Pew surveyed 2,255 people over the age of 18 (PDF link), and, adjusting for demographic factors, found that Internet users on the whole are more than twice as likely as non-Internet users to feel most people can be trusted, which is perhaps surprising considering how cynical the Internet makes us. However, frequent Facebook users are 43 percent more likely than even this to trust others.
Pew says its survey indicates an average American has two "discussion confidants" -- people to whom we feel we can talk about the important things in their lives. A regular Facebook user betters this by having 9 percent closer core ties.
Unsurprisingly, Facebook users also get more social support. According to the survey, Americans who aren't online rated the total support they receive from others as 75 out of 100. Facebook users rate their total support as 83 out of 100, leading Pew to suggest that "the additional boost is equivalent to about half the total support that the average American receives as a result of being married or cohabitating with a partner."

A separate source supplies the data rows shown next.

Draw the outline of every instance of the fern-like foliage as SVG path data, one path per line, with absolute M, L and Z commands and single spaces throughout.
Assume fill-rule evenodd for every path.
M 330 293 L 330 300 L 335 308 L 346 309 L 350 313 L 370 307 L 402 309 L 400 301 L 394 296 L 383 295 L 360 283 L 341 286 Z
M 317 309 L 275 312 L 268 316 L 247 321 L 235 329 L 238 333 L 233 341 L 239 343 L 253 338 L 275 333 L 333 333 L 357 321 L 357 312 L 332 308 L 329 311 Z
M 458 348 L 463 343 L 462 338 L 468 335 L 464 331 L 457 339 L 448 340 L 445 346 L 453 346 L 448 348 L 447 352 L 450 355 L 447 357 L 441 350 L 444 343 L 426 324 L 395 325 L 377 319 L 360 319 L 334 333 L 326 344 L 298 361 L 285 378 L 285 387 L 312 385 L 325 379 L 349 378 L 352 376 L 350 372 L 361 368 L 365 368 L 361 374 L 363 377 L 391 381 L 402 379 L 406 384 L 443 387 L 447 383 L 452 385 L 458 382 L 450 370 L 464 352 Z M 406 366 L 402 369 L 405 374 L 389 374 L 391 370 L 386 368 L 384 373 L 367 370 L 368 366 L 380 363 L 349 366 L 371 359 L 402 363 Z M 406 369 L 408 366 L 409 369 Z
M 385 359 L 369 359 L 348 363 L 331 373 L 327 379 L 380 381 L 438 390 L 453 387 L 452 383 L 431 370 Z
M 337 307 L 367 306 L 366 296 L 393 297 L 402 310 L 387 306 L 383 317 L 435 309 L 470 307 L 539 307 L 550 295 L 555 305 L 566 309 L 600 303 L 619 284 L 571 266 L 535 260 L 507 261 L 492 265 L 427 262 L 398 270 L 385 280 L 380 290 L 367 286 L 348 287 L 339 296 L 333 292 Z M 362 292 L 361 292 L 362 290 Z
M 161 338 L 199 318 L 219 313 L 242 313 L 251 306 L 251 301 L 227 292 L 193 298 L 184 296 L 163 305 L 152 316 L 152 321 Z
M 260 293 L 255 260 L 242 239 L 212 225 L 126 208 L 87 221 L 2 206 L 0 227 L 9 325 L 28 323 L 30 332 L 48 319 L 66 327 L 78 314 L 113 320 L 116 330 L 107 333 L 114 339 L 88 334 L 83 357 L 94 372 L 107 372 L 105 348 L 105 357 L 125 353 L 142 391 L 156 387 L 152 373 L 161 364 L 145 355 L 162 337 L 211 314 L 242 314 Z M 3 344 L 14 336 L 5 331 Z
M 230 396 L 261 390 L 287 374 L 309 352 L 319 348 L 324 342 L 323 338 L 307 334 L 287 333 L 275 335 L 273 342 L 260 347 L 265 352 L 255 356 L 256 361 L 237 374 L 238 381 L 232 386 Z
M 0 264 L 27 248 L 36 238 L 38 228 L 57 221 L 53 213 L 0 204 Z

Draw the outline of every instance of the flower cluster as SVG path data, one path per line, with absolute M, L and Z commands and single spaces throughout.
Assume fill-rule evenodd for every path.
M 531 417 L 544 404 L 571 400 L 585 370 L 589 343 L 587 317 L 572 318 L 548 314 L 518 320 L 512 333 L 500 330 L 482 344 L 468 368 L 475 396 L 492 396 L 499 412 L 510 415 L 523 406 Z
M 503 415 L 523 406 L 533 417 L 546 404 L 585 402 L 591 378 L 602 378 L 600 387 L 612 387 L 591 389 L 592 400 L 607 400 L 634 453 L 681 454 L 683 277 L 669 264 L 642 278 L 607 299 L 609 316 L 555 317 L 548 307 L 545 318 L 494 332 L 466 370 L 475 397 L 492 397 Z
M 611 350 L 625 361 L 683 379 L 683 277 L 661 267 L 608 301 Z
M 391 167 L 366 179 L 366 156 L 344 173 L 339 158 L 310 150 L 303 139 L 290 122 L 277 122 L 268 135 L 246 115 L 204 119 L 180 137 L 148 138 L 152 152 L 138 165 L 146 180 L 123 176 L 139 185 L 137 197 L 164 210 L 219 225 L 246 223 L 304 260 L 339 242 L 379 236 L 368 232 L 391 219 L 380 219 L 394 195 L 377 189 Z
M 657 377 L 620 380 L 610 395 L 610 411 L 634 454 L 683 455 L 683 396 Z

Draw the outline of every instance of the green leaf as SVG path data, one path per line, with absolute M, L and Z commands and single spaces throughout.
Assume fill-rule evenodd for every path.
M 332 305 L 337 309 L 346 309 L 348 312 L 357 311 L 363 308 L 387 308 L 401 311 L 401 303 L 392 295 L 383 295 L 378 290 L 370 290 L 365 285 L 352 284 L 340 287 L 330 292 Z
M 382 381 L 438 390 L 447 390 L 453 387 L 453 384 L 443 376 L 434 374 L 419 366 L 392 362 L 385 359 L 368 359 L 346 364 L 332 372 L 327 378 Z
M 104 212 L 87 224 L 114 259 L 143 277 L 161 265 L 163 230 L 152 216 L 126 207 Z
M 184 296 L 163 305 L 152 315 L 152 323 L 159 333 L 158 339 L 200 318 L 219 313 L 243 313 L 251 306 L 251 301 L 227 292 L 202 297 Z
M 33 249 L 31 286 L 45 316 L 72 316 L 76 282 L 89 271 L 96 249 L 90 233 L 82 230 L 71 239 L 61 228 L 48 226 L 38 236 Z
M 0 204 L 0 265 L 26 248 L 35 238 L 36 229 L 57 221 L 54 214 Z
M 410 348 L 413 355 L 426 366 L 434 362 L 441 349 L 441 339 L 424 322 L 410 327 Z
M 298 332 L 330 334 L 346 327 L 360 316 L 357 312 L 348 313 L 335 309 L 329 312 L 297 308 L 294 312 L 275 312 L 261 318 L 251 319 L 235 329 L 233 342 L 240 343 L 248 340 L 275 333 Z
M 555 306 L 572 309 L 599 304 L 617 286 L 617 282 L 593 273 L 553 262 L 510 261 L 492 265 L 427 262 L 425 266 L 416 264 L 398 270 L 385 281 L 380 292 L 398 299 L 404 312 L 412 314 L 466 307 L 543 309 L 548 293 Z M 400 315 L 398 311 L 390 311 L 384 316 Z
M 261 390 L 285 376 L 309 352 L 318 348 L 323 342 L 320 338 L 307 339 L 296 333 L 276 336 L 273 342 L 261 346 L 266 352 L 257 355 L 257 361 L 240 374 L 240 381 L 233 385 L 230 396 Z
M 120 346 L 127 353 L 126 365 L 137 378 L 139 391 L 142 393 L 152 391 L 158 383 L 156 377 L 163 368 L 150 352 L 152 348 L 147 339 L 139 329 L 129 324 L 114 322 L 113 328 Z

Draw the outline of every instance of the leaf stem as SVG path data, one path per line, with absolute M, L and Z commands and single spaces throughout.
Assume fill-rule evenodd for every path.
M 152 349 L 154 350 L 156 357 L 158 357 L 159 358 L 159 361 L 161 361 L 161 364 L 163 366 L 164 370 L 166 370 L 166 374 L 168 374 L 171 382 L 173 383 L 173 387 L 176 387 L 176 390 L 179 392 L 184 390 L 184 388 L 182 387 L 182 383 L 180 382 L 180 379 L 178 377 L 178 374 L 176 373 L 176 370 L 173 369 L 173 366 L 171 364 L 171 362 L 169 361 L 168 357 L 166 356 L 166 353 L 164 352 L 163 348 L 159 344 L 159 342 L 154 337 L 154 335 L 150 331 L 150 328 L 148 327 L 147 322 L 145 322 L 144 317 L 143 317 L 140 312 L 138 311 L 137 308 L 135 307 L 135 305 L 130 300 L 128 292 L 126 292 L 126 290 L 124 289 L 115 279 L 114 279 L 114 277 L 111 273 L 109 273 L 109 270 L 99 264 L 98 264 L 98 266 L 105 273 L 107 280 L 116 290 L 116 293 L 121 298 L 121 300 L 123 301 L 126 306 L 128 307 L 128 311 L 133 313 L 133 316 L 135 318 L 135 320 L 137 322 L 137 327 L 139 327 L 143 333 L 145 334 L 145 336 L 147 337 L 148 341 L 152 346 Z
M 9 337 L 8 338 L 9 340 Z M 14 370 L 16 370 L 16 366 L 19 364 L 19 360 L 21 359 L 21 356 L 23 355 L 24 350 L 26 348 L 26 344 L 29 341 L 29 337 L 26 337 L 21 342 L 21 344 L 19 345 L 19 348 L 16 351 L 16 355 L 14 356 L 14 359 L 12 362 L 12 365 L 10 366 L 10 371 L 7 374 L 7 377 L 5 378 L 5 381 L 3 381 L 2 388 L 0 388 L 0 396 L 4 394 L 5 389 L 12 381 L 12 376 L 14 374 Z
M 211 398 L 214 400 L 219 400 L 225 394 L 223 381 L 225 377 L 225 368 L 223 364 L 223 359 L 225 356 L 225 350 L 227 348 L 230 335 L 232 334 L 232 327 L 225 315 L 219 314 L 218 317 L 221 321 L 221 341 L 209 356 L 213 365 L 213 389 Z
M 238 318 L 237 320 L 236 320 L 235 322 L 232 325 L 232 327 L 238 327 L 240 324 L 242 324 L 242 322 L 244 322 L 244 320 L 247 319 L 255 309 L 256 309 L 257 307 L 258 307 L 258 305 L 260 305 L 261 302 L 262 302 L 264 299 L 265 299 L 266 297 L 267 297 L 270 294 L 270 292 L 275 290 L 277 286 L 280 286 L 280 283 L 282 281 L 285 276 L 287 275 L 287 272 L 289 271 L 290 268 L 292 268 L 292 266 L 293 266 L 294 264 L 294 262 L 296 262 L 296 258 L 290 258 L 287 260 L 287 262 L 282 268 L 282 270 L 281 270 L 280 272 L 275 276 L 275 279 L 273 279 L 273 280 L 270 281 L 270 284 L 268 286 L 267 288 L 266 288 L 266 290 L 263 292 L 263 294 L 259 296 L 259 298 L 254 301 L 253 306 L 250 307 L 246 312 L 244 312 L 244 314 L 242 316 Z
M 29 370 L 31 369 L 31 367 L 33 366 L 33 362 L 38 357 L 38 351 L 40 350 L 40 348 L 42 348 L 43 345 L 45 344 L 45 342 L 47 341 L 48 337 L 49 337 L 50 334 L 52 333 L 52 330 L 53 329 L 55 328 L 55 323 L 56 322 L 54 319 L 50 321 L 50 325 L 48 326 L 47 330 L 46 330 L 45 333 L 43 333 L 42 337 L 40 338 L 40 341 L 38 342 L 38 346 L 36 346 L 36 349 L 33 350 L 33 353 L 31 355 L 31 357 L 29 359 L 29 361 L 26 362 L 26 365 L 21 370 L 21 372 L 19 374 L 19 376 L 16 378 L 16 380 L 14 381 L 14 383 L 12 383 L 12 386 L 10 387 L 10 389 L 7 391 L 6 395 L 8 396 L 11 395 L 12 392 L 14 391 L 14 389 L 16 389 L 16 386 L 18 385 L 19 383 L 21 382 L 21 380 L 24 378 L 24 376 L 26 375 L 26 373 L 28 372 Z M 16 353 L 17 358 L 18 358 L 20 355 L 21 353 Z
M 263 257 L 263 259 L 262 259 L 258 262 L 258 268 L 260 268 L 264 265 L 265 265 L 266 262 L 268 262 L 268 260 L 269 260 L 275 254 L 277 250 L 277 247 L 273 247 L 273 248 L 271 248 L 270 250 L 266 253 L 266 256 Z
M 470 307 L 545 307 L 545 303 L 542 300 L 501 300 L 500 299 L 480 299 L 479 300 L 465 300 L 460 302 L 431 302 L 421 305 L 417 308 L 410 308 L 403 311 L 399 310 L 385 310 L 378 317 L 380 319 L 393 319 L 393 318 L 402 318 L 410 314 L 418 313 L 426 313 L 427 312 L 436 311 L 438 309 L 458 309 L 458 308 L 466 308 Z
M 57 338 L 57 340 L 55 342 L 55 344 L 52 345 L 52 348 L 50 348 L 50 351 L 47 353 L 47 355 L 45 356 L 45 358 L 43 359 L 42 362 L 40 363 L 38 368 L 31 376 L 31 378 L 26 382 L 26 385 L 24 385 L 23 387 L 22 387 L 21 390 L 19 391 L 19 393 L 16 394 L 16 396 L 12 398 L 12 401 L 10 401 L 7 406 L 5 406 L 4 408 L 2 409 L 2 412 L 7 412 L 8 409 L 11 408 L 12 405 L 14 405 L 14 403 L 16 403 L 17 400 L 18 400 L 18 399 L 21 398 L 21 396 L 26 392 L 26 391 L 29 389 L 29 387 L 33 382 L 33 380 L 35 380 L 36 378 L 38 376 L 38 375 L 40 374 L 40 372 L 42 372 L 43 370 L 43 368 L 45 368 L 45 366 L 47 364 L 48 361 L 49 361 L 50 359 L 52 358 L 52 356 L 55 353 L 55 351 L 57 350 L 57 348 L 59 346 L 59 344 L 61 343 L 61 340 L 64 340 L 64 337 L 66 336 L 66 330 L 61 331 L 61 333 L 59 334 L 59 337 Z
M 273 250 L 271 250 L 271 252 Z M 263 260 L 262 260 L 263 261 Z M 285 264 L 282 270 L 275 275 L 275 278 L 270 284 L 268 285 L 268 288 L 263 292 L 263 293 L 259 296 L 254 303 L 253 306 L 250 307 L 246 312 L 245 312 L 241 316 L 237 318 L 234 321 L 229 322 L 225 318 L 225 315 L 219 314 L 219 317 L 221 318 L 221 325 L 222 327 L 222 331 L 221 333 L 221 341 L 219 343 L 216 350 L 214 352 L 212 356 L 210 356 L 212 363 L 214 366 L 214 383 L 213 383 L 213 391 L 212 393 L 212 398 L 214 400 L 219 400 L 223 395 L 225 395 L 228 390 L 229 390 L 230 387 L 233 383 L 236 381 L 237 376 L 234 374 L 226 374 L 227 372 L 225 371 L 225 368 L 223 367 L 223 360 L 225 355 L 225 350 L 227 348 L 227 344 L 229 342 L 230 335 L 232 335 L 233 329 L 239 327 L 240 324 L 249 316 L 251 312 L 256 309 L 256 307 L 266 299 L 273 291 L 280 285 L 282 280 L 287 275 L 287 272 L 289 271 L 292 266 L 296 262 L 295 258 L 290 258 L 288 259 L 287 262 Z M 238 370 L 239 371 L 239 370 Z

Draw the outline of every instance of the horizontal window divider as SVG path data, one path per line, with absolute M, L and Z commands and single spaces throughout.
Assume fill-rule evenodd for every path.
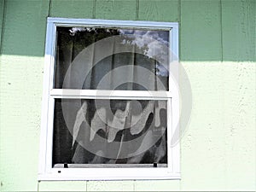
M 50 96 L 55 98 L 106 98 L 106 99 L 151 99 L 167 100 L 173 97 L 170 91 L 153 90 L 103 90 L 53 89 Z

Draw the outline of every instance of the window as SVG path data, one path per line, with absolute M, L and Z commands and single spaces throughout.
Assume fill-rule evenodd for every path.
M 48 18 L 39 180 L 179 178 L 177 34 Z

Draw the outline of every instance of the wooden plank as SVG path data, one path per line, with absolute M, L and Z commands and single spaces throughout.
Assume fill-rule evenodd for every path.
M 5 1 L 2 54 L 43 56 L 47 15 L 47 1 Z
M 220 61 L 220 2 L 181 0 L 181 60 Z
M 255 3 L 254 0 L 222 1 L 224 61 L 256 61 Z
M 94 0 L 52 0 L 49 16 L 63 18 L 93 18 Z
M 179 21 L 178 0 L 141 0 L 138 20 L 155 21 Z
M 136 20 L 136 0 L 97 0 L 96 18 L 108 20 Z

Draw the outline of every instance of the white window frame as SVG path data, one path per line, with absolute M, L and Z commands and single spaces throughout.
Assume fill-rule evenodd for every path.
M 167 101 L 167 167 L 160 168 L 52 168 L 52 147 L 53 147 L 53 120 L 54 120 L 54 99 L 70 98 L 75 91 L 65 91 L 65 96 L 60 89 L 54 89 L 54 67 L 56 44 L 56 26 L 106 26 L 106 27 L 133 27 L 138 29 L 158 29 L 170 32 L 170 53 L 171 49 L 177 55 L 178 61 L 178 23 L 177 22 L 151 22 L 131 21 L 113 20 L 90 20 L 90 19 L 64 19 L 48 18 L 45 43 L 45 63 L 44 69 L 44 92 L 42 104 L 41 137 L 38 177 L 40 180 L 125 180 L 125 179 L 180 179 L 180 144 L 171 145 L 171 138 L 174 131 L 178 131 L 179 119 L 179 98 L 178 91 L 172 90 L 174 83 L 169 80 L 169 91 L 167 97 L 158 96 L 160 91 L 150 91 L 155 97 L 150 99 Z M 178 67 L 172 69 L 177 79 Z M 174 70 L 174 72 L 173 72 Z M 170 76 L 169 76 L 170 77 Z M 169 78 L 171 79 L 171 77 Z M 78 98 L 94 98 L 96 90 L 79 90 Z M 128 94 L 122 90 L 111 91 L 111 98 L 129 99 L 137 97 L 149 98 L 148 91 L 137 91 L 137 95 Z M 133 91 L 133 90 L 132 90 Z M 134 92 L 134 91 L 133 91 Z M 106 96 L 109 96 L 108 91 Z M 76 98 L 76 97 L 72 97 Z M 106 96 L 109 98 L 109 96 Z M 136 98 L 135 98 L 136 99 Z M 173 128 L 175 127 L 175 128 Z M 177 130 L 174 130 L 177 129 Z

In other words, Facebook is great if you're single.
And if you're thinking of hooking up with old school friends, you'll be pleased to hear that Pew found the largest share of Facebook friends -- 22 percent -- are old high school pals, while nine percent are old college friends. The average Facebook user has 229 friends and 7 percent of these are people the individual has never met.
Perhaps surprisingly, Pew found that only 40 percent of users friend every one of their closest confidants on Facebook. This is better than the last survey in 2008, where just 29 percent did so, but the low number might relate to the age-bias within Facebook membership that discounts older family members. Pew's figures indicate that while those over 35 are taking up a growing share of Facebook users compared to 2008.
The good news for the dwindling number of MySpace users is that they're more likely to consider multiple points of view compared to other Internet users.